Model Types and Application Areas
Arthur AI has developed customized solutions for different model types:
Recommender Systems: It offers accuracy, data drift, and bias analysis for personalized recommendation engines. It includes explainability features for identifying the causes of errors through segment-based analysis and cause-and-effect relationships.
Tabular Models: It provides automatic anomaly detection, explainability, bias reduction, and performance visualization features for models using tabular data.
Computer Vision: It offers image region-based evaluation for explainability and error analysis in visual classification and object recognition applications. The detection of biases in visual data is also supported by the system.
Natural Language Processing: It provides monitoring of information extraction accuracy, data drift analysis, explainability techniques, and document content-based prediction explanations for NLP models.
Research and Development
Arthur AI follows a research-based approach in its product development process. The company's Chief Scientist, John Dickerson, conducts research at the intersection of artificial intelligence and economics. Under the Research Fellows Program conducted within Arthur AI, researchers from various universities contribute to projects on AI safety, fair modeling, and explainability. The company produces scientific publications on topics such as fair classification, counterfactual explanations, model behavior monitoring, and large language model evaluation methods.
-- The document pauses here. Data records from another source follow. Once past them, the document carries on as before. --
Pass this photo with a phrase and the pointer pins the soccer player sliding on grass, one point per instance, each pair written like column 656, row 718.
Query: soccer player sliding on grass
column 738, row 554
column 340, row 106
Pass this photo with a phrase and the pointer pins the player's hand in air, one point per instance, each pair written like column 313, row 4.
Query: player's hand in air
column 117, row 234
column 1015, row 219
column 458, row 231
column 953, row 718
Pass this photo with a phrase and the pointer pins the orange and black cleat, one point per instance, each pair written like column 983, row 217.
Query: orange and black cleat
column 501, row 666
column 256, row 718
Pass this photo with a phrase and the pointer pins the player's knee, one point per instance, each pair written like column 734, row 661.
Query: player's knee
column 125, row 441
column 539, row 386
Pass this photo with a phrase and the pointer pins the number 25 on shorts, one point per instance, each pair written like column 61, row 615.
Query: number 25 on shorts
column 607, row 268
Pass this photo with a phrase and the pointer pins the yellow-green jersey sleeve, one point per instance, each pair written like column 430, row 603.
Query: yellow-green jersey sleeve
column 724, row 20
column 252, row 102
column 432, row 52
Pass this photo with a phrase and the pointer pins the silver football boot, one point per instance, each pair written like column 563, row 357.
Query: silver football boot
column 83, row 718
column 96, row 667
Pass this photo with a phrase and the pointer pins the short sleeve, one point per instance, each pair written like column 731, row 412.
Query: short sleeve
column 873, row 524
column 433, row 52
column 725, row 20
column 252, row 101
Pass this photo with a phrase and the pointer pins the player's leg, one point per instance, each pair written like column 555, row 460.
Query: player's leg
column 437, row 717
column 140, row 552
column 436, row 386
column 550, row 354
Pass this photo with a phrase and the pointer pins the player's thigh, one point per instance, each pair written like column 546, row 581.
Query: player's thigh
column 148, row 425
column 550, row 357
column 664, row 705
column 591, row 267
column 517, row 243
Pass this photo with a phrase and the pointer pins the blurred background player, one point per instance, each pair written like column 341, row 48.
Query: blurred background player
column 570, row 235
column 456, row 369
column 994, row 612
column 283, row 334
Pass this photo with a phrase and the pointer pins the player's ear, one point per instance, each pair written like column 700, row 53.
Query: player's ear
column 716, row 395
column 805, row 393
Organization and Leadership
Adam Wenchel, co-founder and CEO of Arthur AI, leads the company's vision. John Dickerson assumes scientific leadership, while various experienced individuals serve in engineering, product management, and customer support teams. The company's investors include venture capital firms such as Acrew, Greycroft, Index Ventures, Work Bench, Homebrew, and Plex Capital. Arthur AI is a holistic platform offering tools for monitoring, securing, increasing the explainability of, and optimizing the performance of artificial intelligence models used in production environments. With its open-source components, scalable architecture, and model-type independent solutions, it provides support for enterprise AI applications across various sectors.
Future Vision
While offering solutions for the evaluation, monitoring, and security of artificial intelligence systems, Arthur AI bases its long-term strategy on developing a control infrastructure that covers the entire lifecycle of these systems. The company's focus areas include model observability, firewalls, explainability mechanisms, bias detection, and performance analytics. Future plans include enabling user communities to develop open-source components, allowing users to create custom metrics and analysis systems, and providing customizable monitoring solutions for industry-specific data structures. Furthermore, increasing collaborations aimed at ensuring AI systems operate in compliance with regulations and ethical principles is targeted.